The primary purpose of this roadmap is to establish a clear direction for research, development, and deployment of quantum technologies, focusing on their integration into real-world applications. It is structured into two main sections: the technical roadmap, which details advancements in specific quantum technologies, and the interdisciplinary roadmap, which explores the integration of quantum technology across different scientific and industrial domains.

1. Technical roadmap

(1) Quantum computing and quantum simulation

The roadmap outlines the expected technological advancements and applications for various types of quantum computing and simulation:

  1. Quantum computers (Superconducting Qubits)
    • By 2030: Implementation of ~1,000 physical qubits with ~50 logical qubits using quantum error correction.
    • Development of large-scale quantum computing cloud services.
    • Advances in cooling, packaging, and fabrication of quantum chips.
  2. Quantum software (Gate Model)
    • Algorithms for chemistry, materials science, machine learning, and financial applications.
    • Hybrid quantum-classical algorithms.
    • Development of scalable quantum software architecture.
  3. Quantum software (Annealing Model)
    • Optimisation applications in logistics, scheduling, and automation.
    • Hybrid systems combining quantum annealing and classical computing.
  4. Quantum simulation (Cold Atoms)
    • Simulations for material science and high-energy physics.
    • Development of new superconductors and quantum materials.
  5. Quantum annealing machines (Superconducting Qubits)
    • Large-scale quantum annealers for real-world optimisation problems.
    • Hybrid cloud-based solutions integrating quantum annealing with classical HPC.
  6. Quantum computers (Ion Trap Qubits)
    • Development of modular ion trap systems.
    • High-precision control with optical interconnects.
  7. Quantum computers (Silicon Qubits)
    • Scalable integration with semiconductor technology.
    • Potential for edge computing applications.
  8. Quantum computers (Photonic Qubits)
    • High-speed, low-power quantum computation using photonics.
    • Integration with quantum communication networks.

(2) Quantum sensing and metrology

This section focuses on advanced quantum sensors and metrology systems:

  1. Solid-state quantum sensors (Diamond NV Centers)
    • Application
    • Room-temperature quantum sensors.
  2. Quantum inertial sensors
  • Navigation systems without GPS dependency.
  • Applications in autonomous vehicles and defense.
  1. Optical lattice clocks
  • High-precision atomic clocks for time synchronisation.
  • Applications in geophysics and disaster monitoring.
  1. Quantum entangled light sensors
  • Advanced imaging and spectroscopy.
  • High-resolution 3D medical imaging.
  1. Quantum spintronics sensors
  • Novel sensors for industrial and medical applications.

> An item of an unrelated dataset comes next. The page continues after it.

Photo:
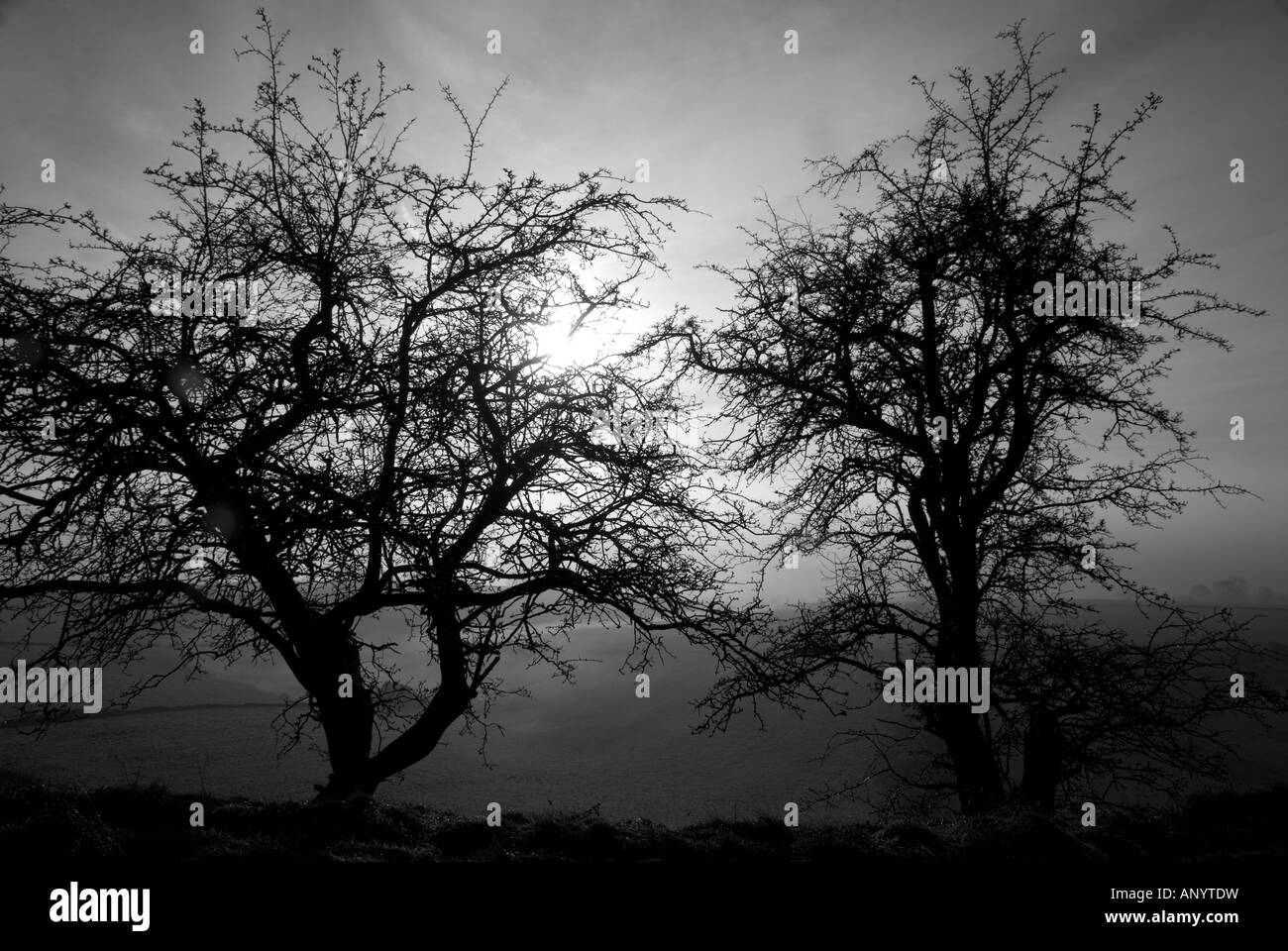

(3) Quantum communication and cryptography

This section outlines the advancements in secure quantum communication:

  1. Quantum communication and cryptographic link technologies
  • Development of ultra-secure quantum networks.
  1. Quantum repeater technologies (Quantum memory & entanglement)
  • Enabling long-distance quantum communication.
  1. Quantum network technologies
  • Infrastructure for quantum internet and distributed computing.

2. Interdisciplinary roadmap

This section focuses on the integration of quantum technologies into different fields:

  1. Quantum AI technologies
    • Machine learning enhancements using quantum computers.
  2. Quantum life sciences
    • Advanced quantum imaging and spectroscopy for biology.
    • Quantum-enhanced MRI/NMR.
  3. Quantum security technologies
    • Next-generation cryptographic methods resistant to quantum attacks.

Roadmap timeline (2020–2040)

The roadmap provides a structured timeline with milestones for each technology area:

  • 2025: Demonstration of early-stage quantum systems (NISQ devices, small-scale quantum sensors, quantum-secure networks).
  • 2030: Implementation of scalable quantum computing and secure quantum communication.
  • 2040: Fully fault-tolerant quantum computing, global quantum internet, and widespread quantum-enhanced technologies.